We zijn in Afrika!

We zijn in Afrika!Nadat we diep in de nacht ons stapelbed op de veerboot waren ingedoken, worden we de volgende ochtend uitgeslapen wakker. Fris gedoucht gaan we op zoek naar een kop koffie. Als we onze hut uitlopen naar de receptie valt meteen op hoe druk het daar is. Tientallen mensen zitten al klaar om de veerboot weer te verlaten. Dat terwijl de boot pas over enkele uren zal aankomen in Tunis.

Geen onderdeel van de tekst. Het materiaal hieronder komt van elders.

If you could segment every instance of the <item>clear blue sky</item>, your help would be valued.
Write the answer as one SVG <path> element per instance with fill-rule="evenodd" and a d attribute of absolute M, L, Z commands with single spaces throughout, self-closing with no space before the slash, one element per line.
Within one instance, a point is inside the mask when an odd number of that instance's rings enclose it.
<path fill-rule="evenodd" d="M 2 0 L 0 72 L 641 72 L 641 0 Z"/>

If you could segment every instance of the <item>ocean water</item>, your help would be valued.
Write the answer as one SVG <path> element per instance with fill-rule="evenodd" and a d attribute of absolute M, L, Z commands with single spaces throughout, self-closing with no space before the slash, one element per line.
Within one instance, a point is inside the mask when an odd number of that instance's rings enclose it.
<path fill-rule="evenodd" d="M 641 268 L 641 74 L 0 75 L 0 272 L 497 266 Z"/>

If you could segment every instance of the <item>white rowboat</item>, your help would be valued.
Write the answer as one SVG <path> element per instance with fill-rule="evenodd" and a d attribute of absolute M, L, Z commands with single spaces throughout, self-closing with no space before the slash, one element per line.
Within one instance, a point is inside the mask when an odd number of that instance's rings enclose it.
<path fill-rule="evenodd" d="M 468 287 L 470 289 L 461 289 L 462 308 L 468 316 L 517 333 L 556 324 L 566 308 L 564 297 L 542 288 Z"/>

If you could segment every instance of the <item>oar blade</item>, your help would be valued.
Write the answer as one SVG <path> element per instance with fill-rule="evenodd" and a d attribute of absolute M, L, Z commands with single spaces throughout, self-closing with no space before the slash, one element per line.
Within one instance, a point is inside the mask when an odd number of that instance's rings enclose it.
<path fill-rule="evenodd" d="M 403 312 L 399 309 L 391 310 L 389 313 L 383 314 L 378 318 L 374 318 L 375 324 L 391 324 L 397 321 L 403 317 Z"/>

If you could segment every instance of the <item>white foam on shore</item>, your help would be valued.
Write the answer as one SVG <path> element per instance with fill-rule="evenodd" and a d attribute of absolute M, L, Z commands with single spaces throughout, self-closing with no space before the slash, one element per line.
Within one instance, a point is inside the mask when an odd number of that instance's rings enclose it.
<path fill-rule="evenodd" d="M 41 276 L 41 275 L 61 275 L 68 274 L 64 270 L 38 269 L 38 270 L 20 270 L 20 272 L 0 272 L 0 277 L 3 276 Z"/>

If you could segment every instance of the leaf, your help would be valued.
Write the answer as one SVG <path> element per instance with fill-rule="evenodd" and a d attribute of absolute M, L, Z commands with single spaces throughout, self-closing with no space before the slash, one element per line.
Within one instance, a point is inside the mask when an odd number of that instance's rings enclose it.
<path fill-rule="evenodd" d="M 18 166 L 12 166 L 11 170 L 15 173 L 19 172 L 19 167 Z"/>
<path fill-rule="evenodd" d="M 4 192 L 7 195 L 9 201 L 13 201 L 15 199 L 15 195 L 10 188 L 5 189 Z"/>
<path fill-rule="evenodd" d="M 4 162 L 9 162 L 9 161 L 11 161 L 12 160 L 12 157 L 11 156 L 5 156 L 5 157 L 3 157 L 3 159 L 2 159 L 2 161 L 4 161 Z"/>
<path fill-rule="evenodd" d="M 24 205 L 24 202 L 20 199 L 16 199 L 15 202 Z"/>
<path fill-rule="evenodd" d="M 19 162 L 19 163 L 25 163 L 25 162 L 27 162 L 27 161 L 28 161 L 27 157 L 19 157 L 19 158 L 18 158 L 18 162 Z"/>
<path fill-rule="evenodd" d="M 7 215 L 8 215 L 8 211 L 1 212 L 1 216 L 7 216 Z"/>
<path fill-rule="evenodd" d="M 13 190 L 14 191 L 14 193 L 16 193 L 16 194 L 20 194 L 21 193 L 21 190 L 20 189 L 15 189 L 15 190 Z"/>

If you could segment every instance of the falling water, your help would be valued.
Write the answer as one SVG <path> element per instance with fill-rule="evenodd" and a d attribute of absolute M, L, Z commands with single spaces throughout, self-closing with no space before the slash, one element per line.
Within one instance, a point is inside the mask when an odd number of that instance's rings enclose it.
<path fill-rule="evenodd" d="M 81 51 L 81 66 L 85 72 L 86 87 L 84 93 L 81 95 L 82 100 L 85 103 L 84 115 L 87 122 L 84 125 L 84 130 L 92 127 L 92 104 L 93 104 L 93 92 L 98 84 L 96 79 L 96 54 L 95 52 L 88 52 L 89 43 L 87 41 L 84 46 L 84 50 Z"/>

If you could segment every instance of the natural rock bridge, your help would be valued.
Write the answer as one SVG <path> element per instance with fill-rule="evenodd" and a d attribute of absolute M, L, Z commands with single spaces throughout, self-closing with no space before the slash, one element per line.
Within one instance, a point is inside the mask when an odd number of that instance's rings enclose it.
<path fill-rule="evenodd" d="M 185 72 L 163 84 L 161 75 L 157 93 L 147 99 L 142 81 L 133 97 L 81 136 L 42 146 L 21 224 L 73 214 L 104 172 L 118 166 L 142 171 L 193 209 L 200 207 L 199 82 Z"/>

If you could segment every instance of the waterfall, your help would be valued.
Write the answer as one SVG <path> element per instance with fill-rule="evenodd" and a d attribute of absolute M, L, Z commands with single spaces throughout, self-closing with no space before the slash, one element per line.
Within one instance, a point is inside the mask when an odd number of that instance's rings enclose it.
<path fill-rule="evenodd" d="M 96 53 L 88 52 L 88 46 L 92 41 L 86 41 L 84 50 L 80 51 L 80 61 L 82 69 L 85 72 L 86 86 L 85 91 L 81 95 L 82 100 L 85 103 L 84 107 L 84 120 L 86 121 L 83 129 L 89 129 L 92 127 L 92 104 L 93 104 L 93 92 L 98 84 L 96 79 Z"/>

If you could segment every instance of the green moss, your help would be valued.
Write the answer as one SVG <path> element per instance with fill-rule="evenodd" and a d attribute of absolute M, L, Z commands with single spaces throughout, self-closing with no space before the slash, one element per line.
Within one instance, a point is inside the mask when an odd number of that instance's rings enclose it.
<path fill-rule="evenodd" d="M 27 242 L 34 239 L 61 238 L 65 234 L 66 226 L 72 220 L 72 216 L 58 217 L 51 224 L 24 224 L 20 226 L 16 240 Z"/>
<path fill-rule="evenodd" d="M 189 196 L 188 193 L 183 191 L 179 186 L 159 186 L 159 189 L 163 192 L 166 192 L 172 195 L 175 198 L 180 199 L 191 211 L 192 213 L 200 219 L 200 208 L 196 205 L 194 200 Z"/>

Als we verder lopen liggen nog overal mensen te slapen. Mannen en vrouwen van alle leeftijden en zelfs gezinnen met jonge kinderen, iedereen ligt in de gangen van de veerboot op stoelen en banken, op de grond, in de lift en zelfs in de ballenbak van het kinderparadijs. De één op een matrasje met een dekentje, maar de ander gewoon onder een jas. Als we de trap oplopen, moeten we over de slapende mensen heen stappen, om naar het buitendek te gaan.

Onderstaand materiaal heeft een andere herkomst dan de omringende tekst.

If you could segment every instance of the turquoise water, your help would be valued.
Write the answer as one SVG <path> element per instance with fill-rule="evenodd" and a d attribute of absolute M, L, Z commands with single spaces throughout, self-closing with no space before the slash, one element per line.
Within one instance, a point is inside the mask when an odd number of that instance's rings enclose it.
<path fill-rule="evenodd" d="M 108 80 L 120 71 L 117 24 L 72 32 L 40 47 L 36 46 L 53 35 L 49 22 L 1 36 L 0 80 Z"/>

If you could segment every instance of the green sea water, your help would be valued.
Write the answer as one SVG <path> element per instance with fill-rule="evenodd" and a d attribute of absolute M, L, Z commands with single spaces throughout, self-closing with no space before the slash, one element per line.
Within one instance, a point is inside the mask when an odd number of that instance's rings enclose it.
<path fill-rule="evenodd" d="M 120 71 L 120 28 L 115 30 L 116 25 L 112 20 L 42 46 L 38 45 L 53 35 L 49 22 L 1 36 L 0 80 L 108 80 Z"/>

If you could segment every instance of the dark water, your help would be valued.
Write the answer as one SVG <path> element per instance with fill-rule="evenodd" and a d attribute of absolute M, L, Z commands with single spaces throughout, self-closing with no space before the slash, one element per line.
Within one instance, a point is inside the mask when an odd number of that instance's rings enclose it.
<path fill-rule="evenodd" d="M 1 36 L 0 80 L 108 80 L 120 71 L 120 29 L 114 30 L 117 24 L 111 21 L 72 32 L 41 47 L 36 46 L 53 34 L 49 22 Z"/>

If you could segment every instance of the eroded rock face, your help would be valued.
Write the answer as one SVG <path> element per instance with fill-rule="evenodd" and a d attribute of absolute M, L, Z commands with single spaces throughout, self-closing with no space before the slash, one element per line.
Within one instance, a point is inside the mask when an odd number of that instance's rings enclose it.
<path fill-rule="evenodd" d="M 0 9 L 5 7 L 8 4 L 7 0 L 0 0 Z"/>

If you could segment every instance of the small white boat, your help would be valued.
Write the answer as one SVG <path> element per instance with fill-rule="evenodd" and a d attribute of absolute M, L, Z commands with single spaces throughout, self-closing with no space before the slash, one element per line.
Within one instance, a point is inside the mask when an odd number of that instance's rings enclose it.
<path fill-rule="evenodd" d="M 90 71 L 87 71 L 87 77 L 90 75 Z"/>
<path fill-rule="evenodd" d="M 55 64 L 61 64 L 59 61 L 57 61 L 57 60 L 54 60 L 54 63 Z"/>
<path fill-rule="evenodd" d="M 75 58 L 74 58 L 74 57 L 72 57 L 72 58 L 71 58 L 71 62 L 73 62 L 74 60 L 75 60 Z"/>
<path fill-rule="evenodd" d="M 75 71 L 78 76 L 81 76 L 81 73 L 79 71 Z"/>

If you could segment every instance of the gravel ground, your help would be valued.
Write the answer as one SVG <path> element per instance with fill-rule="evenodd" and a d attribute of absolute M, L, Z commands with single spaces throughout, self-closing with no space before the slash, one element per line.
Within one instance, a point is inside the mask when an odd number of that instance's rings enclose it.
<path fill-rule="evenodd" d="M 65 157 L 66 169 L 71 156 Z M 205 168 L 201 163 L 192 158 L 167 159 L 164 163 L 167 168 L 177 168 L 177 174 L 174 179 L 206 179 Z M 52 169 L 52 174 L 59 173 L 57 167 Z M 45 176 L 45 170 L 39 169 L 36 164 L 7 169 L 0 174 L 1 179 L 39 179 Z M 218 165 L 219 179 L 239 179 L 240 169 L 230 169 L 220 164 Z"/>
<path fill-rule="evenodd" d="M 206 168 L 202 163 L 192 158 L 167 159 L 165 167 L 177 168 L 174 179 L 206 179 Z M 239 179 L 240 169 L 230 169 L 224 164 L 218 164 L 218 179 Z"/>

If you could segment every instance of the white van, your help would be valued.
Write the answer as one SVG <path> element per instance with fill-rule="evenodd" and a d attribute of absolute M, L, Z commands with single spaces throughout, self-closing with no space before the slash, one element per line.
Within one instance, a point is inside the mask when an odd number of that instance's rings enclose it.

Na drie rondjes op de boot en een kopje koffie, gaan we toch weer even terug naar onze hut. Bij de receptie is het alweer drukker met wachtende passagiers. Ieder van hen met minstens drie, grote, niet te tillen koffers.

Als we na een poosje onze hut moeten verlaten, staat de receptie inmiddels zo vol met mensen en koffers dat we onze gang niet eens meer uit kunnen. We zetten de spullen in een nis en wachten rustig tot we de boot af kunnen. Gezien de verwachte aankomsttijd zou dat nog wel eens een uur kunnen duren. Uit de hutten om ons heen komen vooral welgestelde Tunesiërs. Wij zaten duidelijk in het betere deel van de boot.

We zijn in Afrika!Vanaf de receptie gaat één trap en één roltrap naar beneden, naar de uitgang. De roltrap staat nog stil, in afwachting van het moment dat de boot is aangelegd. De ene na de andere passagier kruipt voor en probeert een goed plekje vooraan of -liever nog- op de (rol)trap te bemachtigen. Een hilarisch gezicht omdat ook steeds die zware koffers mee naar voren moeten. Mensen kruipen over elkaar heen en geven over de hoofden de niet te tillen koffers aan. Dit allemaal terwijl we de boot nog lang niet af kunnen.

Het aantal mensen in de receptie neemt alsmaar toe. Het Italiaanse personeel van de boot is het op enig moment zat en probeert onder leiding van de stewart (de enige blonde man aan boord) een beetje orde in de chaos te scheppen. Dat lijkt even goed te gaan, tot het moment waarop de roltap aangaat, de verkeerde kant op! De roltrap draait rustig naar boven en neemt alle passagiers die al op de roltrap stonden met hun koffers weer mee naar boven, naar de al overvolle receptie. Daar loopt het compleet vast. Iedereen valt over elkaar heen, koffers stapelen zich op, baby’s huilen, mannen schreeuwen, de chaos is compleet.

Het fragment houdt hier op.